Не повезло — умерла как раз, когда война. Для других это, пожалуй, было бы безразлично, но для Розины, обожавшей всякие торжества… А когда война, хоронят наспех, кое-как. Трудно даже вообразить, до чего уныло отпевание в церкви Мадлен без музыки. В ризнице собрались родные, а снаружи, на площади, со стороны бульвара Малерб, друзья, словно украдкой, пожимали друг другу руки, бормоча: ужасно, какая грустная кончина. — А как, по их мнению, ей надо было умереть? — спросила Сесиль свою кузину. Луиза собиралась было сказать, что это глупый вопрос, но тут увидела Мари-Адель де Бреа. Понятия не имела, что она была так близка с Розиной… Так или иначе, это последний случай приблизиться к ней… Как люди одеты! Сразу видно, что война. Во всем она чувствуется, эта война. Послушай, Сесиль, давай удерем. Чтобы рассеяться, приглашаю тебя выпить стаканчик в «Пам-Пам» на улице Рояль.

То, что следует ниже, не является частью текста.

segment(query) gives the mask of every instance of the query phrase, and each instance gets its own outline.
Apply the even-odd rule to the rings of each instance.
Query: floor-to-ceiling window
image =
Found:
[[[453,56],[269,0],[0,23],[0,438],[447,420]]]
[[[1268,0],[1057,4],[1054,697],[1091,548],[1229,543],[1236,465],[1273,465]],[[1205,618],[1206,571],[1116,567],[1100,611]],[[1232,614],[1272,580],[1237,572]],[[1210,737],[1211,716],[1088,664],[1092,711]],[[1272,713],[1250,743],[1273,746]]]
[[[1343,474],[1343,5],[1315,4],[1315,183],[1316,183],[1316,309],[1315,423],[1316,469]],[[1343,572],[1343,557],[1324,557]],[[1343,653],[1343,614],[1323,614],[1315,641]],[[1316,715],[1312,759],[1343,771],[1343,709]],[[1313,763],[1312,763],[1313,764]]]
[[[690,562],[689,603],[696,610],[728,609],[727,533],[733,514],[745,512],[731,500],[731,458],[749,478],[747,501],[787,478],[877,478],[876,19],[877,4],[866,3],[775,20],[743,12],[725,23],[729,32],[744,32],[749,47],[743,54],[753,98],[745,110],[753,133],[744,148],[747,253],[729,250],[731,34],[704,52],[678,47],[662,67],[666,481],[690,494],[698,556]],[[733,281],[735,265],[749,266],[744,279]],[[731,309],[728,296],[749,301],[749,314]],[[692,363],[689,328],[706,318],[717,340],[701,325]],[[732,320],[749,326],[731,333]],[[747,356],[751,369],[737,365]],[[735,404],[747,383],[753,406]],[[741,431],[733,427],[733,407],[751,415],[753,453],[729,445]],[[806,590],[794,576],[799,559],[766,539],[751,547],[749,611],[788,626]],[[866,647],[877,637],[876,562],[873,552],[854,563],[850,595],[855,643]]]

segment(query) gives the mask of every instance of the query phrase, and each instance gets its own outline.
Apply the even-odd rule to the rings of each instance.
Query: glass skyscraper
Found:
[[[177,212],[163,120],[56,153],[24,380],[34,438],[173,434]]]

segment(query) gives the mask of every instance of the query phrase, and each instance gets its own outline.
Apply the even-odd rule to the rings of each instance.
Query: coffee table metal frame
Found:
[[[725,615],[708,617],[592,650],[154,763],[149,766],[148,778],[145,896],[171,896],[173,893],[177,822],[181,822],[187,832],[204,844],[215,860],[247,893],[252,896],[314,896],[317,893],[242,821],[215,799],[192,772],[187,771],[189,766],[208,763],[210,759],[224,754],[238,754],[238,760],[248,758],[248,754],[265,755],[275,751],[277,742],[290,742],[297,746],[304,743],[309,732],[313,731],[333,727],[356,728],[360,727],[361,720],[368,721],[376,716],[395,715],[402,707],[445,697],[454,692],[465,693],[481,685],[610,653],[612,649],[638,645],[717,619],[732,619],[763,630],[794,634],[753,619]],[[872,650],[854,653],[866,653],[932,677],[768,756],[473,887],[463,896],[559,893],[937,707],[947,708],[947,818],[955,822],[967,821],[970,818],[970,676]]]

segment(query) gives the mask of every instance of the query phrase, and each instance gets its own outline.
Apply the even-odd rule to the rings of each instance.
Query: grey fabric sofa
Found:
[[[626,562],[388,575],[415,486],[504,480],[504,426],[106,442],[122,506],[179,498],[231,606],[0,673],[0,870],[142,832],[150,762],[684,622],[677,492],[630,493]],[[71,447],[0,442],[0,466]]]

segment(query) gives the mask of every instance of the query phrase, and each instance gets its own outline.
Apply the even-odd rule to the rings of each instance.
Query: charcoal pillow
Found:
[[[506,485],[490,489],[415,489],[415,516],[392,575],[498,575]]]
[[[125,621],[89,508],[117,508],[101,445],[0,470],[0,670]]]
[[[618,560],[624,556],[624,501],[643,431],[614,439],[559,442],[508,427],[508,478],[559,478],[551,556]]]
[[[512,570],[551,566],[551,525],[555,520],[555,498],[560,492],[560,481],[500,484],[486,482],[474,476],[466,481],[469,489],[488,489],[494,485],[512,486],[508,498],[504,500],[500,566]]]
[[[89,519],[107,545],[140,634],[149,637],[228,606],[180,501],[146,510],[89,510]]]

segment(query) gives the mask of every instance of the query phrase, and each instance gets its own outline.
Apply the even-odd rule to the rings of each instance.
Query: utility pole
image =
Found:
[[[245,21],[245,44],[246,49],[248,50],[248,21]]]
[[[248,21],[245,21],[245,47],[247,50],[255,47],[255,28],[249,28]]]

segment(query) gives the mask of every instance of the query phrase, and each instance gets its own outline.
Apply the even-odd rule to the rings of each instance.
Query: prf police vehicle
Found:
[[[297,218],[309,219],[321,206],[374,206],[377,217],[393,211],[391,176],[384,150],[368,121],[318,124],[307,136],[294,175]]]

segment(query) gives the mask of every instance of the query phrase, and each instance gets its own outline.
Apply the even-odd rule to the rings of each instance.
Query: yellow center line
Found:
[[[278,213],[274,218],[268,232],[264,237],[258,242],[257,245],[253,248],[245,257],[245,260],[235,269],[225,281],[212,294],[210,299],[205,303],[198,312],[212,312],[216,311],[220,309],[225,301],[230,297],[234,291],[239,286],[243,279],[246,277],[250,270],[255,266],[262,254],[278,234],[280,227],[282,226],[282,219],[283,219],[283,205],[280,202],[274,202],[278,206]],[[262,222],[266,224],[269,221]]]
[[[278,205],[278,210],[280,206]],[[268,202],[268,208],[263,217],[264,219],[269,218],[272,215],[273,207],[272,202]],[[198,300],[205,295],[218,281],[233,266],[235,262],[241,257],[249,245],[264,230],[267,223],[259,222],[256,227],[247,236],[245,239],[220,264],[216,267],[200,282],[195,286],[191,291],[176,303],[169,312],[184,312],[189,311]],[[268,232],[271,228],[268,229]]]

Не отказывайся. Мне, кстати, нужно позвонить по телефону.
Пока Луиза звонит по телефону, — вероятно, своему Диего, — Сесиль думает о ней, что, в сущности, она женщина, гораздо сильнее чувствующая, во всяком случае, гораздо больше женщина, чем Жоржетта. Ничего не поделаешь, такова жизнь: женщины нашего круга могут выбирать только между участью Луизы и участью Жоржетты — другого выбора у нас нет. А кто такая, в сущности, была Розина де Монте-Чинери? Луиза другой эпохи. Какой же путь предпочесть? Все равно, если умрешь в военное время, то тебя хоть и отпевают в церкви Мадлен, но без Генделя или Цезаря Франка… Она вспомнила, как Розина однажды во всех подробностях рассказывала ей про похороны знаменитой Кастильоне. В нашем свете о людях судят по их похоронам. Не знаю, звонит ли Луиза Диего или нет, по все равно — сколько же времени можно говорить!